No, I'm a single-AS hosting provider, no confederation.  The more I think
about it, the more I'm convinced that CEF simply stopped working; all my
interfaces were active, and there were no apparent problems with my IGP,
which is OSPF.

I think that major BGP wigginess caused the CEF problem; thanks very much
for you insight, I definitely need to think about it some more.

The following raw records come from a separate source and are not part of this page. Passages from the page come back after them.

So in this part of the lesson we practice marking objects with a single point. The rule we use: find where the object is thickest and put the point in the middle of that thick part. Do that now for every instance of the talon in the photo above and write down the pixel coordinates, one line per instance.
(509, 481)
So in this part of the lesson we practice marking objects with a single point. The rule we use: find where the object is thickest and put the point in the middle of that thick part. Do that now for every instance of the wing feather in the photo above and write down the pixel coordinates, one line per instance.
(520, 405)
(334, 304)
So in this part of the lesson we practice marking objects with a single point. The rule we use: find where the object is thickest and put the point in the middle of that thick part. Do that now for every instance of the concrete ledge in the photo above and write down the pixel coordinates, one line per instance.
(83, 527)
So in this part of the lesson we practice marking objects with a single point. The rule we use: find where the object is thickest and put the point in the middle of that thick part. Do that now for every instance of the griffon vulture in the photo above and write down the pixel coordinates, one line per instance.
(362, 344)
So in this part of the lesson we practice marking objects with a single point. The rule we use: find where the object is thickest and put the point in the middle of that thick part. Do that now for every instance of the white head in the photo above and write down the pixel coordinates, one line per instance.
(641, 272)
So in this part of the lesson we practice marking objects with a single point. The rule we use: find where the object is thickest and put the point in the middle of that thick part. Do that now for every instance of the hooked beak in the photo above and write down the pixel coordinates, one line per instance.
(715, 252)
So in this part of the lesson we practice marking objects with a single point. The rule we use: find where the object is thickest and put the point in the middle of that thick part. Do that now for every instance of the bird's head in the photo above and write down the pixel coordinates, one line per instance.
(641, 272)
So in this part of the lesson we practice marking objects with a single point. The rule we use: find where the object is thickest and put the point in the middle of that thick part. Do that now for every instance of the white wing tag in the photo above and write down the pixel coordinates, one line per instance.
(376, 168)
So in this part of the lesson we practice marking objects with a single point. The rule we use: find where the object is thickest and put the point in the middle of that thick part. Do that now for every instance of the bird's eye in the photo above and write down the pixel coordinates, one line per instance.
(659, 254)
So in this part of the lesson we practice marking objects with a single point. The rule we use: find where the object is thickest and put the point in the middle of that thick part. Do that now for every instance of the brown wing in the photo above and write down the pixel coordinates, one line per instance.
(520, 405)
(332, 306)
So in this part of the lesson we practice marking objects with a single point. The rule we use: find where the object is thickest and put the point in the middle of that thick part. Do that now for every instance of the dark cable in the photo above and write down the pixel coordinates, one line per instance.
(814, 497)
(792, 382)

-----Original Message-----
From: [email protected] [mailto:[email protected]]
Sent: Monday, October 30, 2000 7:28 AM
To: [email protected]; [email protected]
Cc: [email protected]; [email protected]
Subject: RE: IS-IS protocol implementation problem



| I had a bizarre event occur on Thursday night/Friday morning, and this is
| likely the culprit.

Some of your symptoms are consistent with a badly-broken sloshing
IGP, notably the drop in traffic load and large numbers of dying
TCPs passing through the afflicted network.   This is two sides of
the same coin:  a destination in your network, learned through
(e)BGP is mapped to a next-hop address (typically the interface
across which you are talking (e)BGP)and propagated through their
network via iBGP.  The IGP is used so that each iBGP-talking router
knows how to get to each next-hop address.  A sloshing IGP will 
break connectivity between a given router and all the addresses
associated with a broken next-hop.   A hypothesis: for each
afflicted router, the failure of one next-hop-address to be reachable
will cause your ENTIRE network to be unreachable by sources relying
upon traffic passing through that router.  This may mean a sizeable
proportion of their customer base simply could not reach you 
reliably enough to maintain a TCP connection in equilibrium, or at all.
Frequent transition to slow-start due to loss/out-of-order-packets 
*and* a reduction in the overall number of TCP "mice", would severly
reduce traffic.

An interesting question, however, is why would their iBGP TCP connections
appear to remain functional (you aren't losing eBGP routes) in this
sort of mess?   Did loopback addresses not come and go, but interface
addresses did? (That would be interesting to consider in the face of
possible aggregation of interface addresses into the IGP).  Is there
significant partitioning because of, for example, AS confederating,
mitigatiing the problem by removing iBGP's need to know about distant
loopback addresses, but not distant next-hop-addresses?   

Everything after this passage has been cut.